In this border region near the Mexican city of Tijuana, the stepped-up security started in 1994, with an effort called Operation Gatekeeper. Additional fencing was installed then. It is now being strengthened and expanded.

Major Ken Witt of the California National Guard says troops and civilian contractors are building new sections of fence-line.

"What the fence-line does is that it prevents vehicles from coming through, and also smugglers. Also you will see video cameras on top of certain areas, and that is to monitor the traffic that comes across this area," Major Witt says.

The National Guard is providing additional eyes and ears along the border.

Troops man night-scopes to watch for those trying to sneak across.

"And it zooms in and out and you can focus. And we use this to identify groups or individuals out there," a guard says.

Some critics in the United States and Mexico worry that the southern U.S. border is becoming militarized. The National Guard says it is just providing backup, with surveillance, construction, and administrative work. The Border Patrol says it can use the help.

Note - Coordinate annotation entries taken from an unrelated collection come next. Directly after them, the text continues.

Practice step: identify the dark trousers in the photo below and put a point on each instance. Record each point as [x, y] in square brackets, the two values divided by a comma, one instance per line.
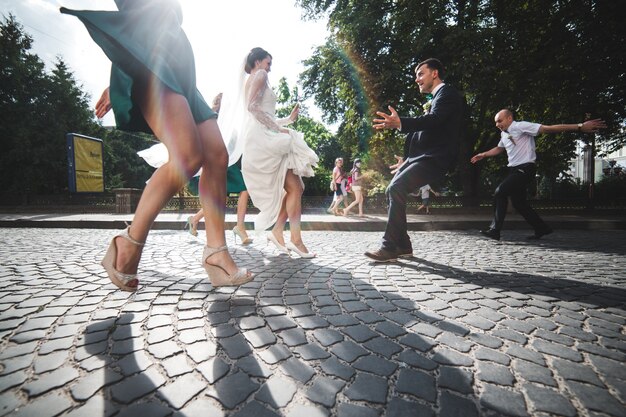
[515, 186]
[407, 180]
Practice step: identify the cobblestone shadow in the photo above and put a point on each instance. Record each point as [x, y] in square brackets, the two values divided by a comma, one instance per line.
[454, 333]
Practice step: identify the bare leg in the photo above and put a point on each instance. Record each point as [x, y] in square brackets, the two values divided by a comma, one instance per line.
[212, 187]
[195, 220]
[169, 116]
[279, 226]
[242, 207]
[336, 209]
[358, 199]
[293, 204]
[361, 201]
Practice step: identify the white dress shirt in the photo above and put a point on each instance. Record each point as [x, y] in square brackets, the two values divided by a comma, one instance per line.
[519, 142]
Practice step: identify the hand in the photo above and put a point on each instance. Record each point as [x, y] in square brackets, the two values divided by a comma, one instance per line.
[591, 126]
[104, 104]
[477, 158]
[388, 121]
[394, 168]
[295, 112]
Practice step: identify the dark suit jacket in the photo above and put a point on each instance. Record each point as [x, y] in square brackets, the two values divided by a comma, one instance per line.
[435, 137]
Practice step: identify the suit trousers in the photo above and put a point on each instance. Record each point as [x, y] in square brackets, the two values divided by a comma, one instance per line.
[408, 179]
[515, 186]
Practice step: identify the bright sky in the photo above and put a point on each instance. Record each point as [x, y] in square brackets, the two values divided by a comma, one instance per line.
[221, 33]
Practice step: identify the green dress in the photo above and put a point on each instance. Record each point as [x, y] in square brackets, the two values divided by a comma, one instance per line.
[144, 36]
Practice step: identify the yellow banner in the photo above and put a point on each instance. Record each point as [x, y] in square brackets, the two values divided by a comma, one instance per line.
[89, 169]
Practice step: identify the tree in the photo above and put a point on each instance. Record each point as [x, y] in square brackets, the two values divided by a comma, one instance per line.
[37, 110]
[549, 61]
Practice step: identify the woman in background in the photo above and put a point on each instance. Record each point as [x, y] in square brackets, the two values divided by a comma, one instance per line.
[357, 188]
[274, 158]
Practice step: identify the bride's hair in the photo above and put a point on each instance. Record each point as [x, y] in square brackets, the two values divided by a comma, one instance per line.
[256, 54]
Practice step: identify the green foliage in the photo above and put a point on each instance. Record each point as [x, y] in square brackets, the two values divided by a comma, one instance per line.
[549, 61]
[37, 110]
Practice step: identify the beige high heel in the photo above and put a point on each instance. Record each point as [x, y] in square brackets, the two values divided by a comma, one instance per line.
[119, 279]
[219, 276]
[271, 238]
[193, 231]
[307, 255]
[244, 240]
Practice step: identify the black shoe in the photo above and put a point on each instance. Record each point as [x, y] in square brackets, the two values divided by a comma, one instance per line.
[382, 255]
[491, 233]
[539, 234]
[405, 253]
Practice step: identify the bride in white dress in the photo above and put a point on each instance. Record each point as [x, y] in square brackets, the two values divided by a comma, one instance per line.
[274, 158]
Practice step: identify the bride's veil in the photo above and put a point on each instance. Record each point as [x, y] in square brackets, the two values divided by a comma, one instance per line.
[232, 116]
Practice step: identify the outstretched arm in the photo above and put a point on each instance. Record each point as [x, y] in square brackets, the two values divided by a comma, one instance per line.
[491, 152]
[590, 126]
[387, 121]
[291, 118]
[258, 88]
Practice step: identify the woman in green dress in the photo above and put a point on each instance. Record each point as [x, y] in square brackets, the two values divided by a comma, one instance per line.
[234, 185]
[153, 89]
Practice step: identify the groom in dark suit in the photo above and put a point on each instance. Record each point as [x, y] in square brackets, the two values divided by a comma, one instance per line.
[430, 150]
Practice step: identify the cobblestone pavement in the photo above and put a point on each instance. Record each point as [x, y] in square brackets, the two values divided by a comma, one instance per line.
[469, 327]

Agent Monica Monroy says she has sympathy for those who want to escape Third World poverty. Her parents were immigrants from Mexico. But she says immigration should be legal and the borders must be secure.

"I do not think we can solve or the United States has a solution for world hunger. The solution I think may be out there, but letting everyone into the country is not the solution," Monroy says.

On a typical day, hundreds who try to cross the border illegally are detained near San Diego. Most agree to go home voluntarily. They are quickly processed and deported.

Critics say security alone is not the answer.

U.S. industries from farming to apparel rely on immigrant workers. Eleven or 12 million people may be in the country illegally.

Activist Angelica Salas wants them legalized, and says lawmakers must realize why people are coming.

"That they are coming here to work, that they are actually contributing, and there is 12 million people that should be legalized in this country immediately," Salas says.

Maria Elena Durazo of the Los Angeles County Federation of Labor says the native-born workforce is shrinking, especially for low-skilled work.

"Those workers, those immigrants are a very important part of revitalizing the labor movement, rebuilding the middle class," Durazo says. "They work in service industries, jobs that are not going to be exported."

Others say in an age of terrorism, immigration laws must be enforced to keep the country safe.

President Bush and many in Congress say the solution is comprehensive reform of U.S. immigration law, an expanded guest worker program, with a possible path to citizenship, coupled with tighter security at the border. But other lawmakers, including many members from the President's party, oppose such measures. Instead they favor making the border much more secure to prevent illegal immigration.